At the after-party, some of my coworkers had a longer discussion with Marco where he expounded on some of the ideas he presented and gave some more practical advice for our own legacy application. I wasn't there, but I do appreciate speakers and experts taking the time to apply their own knowledge and experience to their audience's issues. So, thank you Marco.

Jquery Mobile and PhoneGap

Terry Ryan was the representative from Adobe, one of the conference sponsors. His talk began with a quick demo of building an app with jQuery Mobile. I'll admit, I'm not a big fan of doing UI or front-end development, but even I could see how working with a library like that could make such development fun. It seems some of the kinks still need to be worked out, but it looks like a promising library and I hope to play with it some day soon.

Following that was an overview of PhoneGap, and more impressively, PhoneGap:Build, where Terry tweaked his application, ran it through the cloud building service, and had the new app deployed to his phone in just a few minutes, all live. Impressive stuff!

Then, Terry showed off some of the things Adobe has in the works with CSS shaders. The effects he demoed were neat to look at, but I don't feel like there was anything there that WebGL doesn't already cover.

For a finale, Terry live demoed Adobe's Proto application, which allows tablet users to create UI wireframes and mock-ups by drawing with their fingers. Imagine a virtual whiteboard that takes your scratchings and turns them into divs, tables, text, headers and image frames live while you draw. Now imagine sharing that view with remote users, also live. Very cool stuff.

REST Best Practices

Keith Casey's presentation was an informative look into the philosophy and reasoning behind REST architecture, and was another one of my favorites. He talked about the myth of "strictly RESTful" and how the vast majority of APIs out there don't even come close (hint #1: if you're passing an authentication token or session ID on every request, your API is not RESTful.) I also liked his use of "-ilities": discoverability, readability, flexibility, maintainability, etc.

He used Twilio as his example API, and showed how a good REST API should follow the 6 constraints of REST: client-server, stateless (where most authentication schemes fail at being REST), cacheable, layered, uniform interface, and code-on-demand. The last constraint is the hardest one for me to get my head around, so I appreciated his use of GMail as an example of providing not just data, but the code that manipulates that data. I think that JSONP might also fall into that category, but I didn't get a chance to ask.

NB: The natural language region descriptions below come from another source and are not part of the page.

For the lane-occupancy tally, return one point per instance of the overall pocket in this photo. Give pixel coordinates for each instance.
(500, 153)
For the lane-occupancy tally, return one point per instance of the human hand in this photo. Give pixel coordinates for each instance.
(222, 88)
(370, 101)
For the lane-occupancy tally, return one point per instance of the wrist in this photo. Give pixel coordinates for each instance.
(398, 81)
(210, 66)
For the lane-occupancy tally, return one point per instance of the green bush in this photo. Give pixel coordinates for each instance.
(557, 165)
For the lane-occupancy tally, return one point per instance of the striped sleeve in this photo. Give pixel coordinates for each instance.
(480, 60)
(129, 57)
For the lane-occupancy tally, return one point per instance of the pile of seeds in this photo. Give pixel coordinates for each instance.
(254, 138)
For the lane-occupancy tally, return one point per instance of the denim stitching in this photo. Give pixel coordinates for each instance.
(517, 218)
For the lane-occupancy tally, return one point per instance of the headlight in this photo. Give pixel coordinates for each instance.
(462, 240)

Like with Marco's talk, I appreciated the theoretical nature of the topic, but I would have liked some more examples of real-world practicality trumping academic purity. It's always nice when a speaker acknowledges that sometimes you just need to get things done and points out which portions of a technology are more flexible than others and amenable to not following the letter of the law. Besides that, I thought it was a great look into why REST is the way it is.


No development conference is complete without an after-party and no after-party is complete without free beer. I'd like to thank the folks at SugarCRM for sponsoring the after-party at Tir na nOg, one of my favorite pubs in downtown Raleigh.

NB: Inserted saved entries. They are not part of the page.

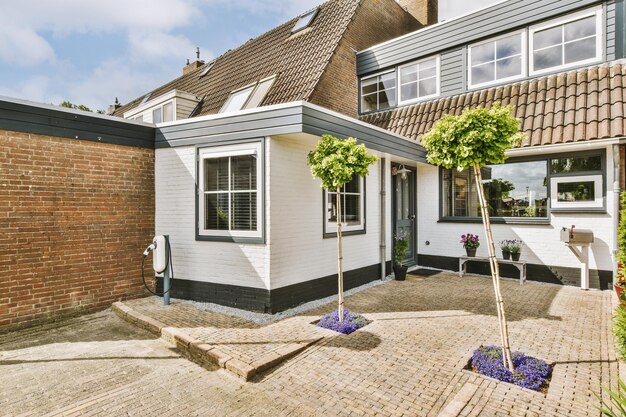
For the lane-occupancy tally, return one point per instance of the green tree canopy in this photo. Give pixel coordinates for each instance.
(336, 161)
(476, 136)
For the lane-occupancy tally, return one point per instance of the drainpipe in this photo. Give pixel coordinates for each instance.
(383, 220)
(616, 201)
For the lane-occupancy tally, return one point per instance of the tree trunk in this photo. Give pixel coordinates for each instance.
(495, 271)
(339, 255)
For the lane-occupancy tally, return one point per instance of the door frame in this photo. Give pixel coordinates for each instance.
(413, 208)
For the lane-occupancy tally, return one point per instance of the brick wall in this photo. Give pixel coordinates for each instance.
(376, 21)
(74, 218)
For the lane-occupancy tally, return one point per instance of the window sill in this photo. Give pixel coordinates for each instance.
(343, 234)
(231, 239)
(496, 220)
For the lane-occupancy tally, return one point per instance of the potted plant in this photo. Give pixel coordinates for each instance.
(400, 251)
(470, 243)
(515, 247)
(506, 252)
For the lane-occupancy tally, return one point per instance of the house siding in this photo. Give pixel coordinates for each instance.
(75, 217)
(542, 242)
(244, 265)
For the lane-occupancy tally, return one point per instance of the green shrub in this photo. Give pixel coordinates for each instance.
(619, 330)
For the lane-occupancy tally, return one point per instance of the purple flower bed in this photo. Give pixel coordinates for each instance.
(531, 373)
(351, 322)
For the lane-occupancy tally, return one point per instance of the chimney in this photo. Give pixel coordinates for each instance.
(114, 107)
(425, 11)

Besides free booze, I love to talk with speakers and other conference attendees in a less formal setting. It's great to get to know other developers at the top of their craft, and the people in the PHP community are some of the friendliest and easiest going. It's one of the reasons I love being a PHP developer so much. Keith, his coworker at Twilio Devin Rader, a few other people and I had a great conversation that shifted topics basically at the speed of thought. John Mertic from SugarCRM was there and answered some of my questions, and Beth explained the php|architect submission process in a way that didn't sound scary at all.

To all the conference speakers, organizers and attendees, I want to say thank you for a fun and educational experience. Hopefully some of us will meet up again at phptek 2012!